What is the recommended/most efficient way of keeping and updating a buffer of states that I can access, all inside the forward pass of my network.

I wrote a custom RNN layer for multi dimensional sequences, but let’s take a 2D image as example. The layer takes two hidden states (for each dimension) and the input (pixel value) and returns a new hidden state. In the network I have to build a list of these hidden states to use them for the later computations.

Currently I’m initializing a tensor of the size of my images that holds all hidden states with

context_buffer = torch.empty(dim1, dim2, batch_size, self.hidden_size)

and then update it with

context_buffer.data[t1, t2] = h_t

I use .data because without it the backward pass would fail, but I don’t feel like this is the ideal solution. The network does actually learn, but the backward pass takes ages.

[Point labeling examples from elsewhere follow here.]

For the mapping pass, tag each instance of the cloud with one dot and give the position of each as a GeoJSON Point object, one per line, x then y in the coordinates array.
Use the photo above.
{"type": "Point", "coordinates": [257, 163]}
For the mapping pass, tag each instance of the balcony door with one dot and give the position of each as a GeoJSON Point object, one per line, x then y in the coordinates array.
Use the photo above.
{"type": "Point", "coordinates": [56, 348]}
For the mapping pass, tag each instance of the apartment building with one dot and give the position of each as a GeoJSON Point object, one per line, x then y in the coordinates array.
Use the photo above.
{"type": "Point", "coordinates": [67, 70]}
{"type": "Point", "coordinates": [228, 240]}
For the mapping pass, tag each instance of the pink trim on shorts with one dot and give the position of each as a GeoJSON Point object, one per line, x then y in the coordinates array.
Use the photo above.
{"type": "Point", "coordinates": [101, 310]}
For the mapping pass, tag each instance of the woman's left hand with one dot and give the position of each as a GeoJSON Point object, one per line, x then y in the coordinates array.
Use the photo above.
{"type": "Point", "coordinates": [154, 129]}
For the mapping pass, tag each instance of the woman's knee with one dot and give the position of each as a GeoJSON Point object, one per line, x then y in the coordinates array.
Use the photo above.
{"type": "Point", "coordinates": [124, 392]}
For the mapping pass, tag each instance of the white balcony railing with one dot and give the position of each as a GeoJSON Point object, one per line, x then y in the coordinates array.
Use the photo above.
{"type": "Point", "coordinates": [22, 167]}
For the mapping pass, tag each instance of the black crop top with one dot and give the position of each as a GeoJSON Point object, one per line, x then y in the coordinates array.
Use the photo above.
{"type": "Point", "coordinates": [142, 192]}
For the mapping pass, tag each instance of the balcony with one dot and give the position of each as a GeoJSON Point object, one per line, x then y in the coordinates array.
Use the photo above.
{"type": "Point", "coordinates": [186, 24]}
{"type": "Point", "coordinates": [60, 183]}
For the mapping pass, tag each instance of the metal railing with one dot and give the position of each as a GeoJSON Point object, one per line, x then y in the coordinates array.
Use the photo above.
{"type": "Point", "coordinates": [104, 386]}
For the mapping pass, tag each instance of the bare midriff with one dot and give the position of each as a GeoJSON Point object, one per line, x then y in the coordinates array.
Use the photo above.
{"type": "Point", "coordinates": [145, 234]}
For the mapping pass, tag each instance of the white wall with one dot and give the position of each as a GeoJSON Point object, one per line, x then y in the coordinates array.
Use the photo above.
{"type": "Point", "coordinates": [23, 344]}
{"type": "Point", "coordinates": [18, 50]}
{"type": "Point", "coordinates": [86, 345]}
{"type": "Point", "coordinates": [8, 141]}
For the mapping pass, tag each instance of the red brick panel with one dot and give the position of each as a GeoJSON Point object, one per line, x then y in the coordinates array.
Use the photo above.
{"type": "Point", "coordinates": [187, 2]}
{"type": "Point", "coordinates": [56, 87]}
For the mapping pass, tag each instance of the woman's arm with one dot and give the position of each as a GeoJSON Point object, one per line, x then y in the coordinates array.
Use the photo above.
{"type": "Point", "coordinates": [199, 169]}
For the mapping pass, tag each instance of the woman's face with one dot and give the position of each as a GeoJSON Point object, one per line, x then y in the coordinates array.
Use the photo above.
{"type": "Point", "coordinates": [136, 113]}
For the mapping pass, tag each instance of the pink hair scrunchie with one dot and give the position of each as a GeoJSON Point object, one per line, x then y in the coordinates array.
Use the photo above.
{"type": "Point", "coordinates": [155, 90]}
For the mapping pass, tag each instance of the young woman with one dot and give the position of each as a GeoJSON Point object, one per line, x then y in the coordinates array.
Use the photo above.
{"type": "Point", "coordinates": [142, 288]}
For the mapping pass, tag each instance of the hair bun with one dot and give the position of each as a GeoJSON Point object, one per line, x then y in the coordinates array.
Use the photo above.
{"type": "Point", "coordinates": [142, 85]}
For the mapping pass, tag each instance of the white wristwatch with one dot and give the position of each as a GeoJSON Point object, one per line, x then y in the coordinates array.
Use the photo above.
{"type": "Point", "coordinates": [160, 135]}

What is the best way to handle this? I looked at pytorch buffers but I feel like they are for storing data shared between several forward passes. Do I just have to change the way I assign the states? Concat them to a initial state instead of filling them in?

Any help appreciated!

Update:

I now tried appending each new hidden state h_t along one column of the image with

states = torch.cat((states, h_t.unsqueeze(0)))

and then append this tensor to the other columns with

context_buffer = torch.cat((context_buffer, states.unsqueeze(0)))

This also works, but is even slower.

For reference, when passing a batch of 32 images (84x64) the average times are:

  1. Method: 0.5s Forward, 11s Backward
  2. Method: 0.67s Forward, 13s Backward

I really hope someone knows a better solution to this…

Hi,

You don’t want to use .data as it breaks the computational graph and so your gradients won’t be correct.
If you just want to keep a bunch of states, the simplest is to keep them in a python list.
There is no speed advantage in reusing a single buffer in most cases as the custom allocator we use will make the tensors creations almost free.

For the very slow backward, keep in mind that if you do 10 different forwards through your network, it will need to do 10 different backwards which can take a while as the computational graph is quite big.
If you don’t want gradient to flow back, you can use .detach() to prevent that.

1 Like

Hey,

thanks for the answer, it definitely helps, but also confused me a little.

If I store the computed states in a simple python list, I need to detach them first. Does this not break the backward pass when I use them again for the next time step(s)?

This is probably not a PyTorch question, I guess I’ll go wrap my head around the formulas again…

You don’t have to detach() them before putting them in the list :slight_smile:
Be careful though to detach everything that should be and make sure the list empties out not to leak a lot of tensors !

Reviving this thread, because I now encounter a problem that I think is related to your last sentence.

Same project, I’m now using a simple python list to store my states and then generate a tensor from it with torch.stack, for following computations.

Now during training I need loads of memory. Current runs with multiple layers and larger states fail on my universities cluster because they run out of memory (251GB are available on one node).

What exactly do you mean by

make sure the list empties out not to leak a lot of tensors

And how do I achieve this?

From this thread I found out that I apparently store the whole computational graph in my list with each iteration.

How am I supposed to handle this if I need the states for the gradient computation? Can I still detach them at some point?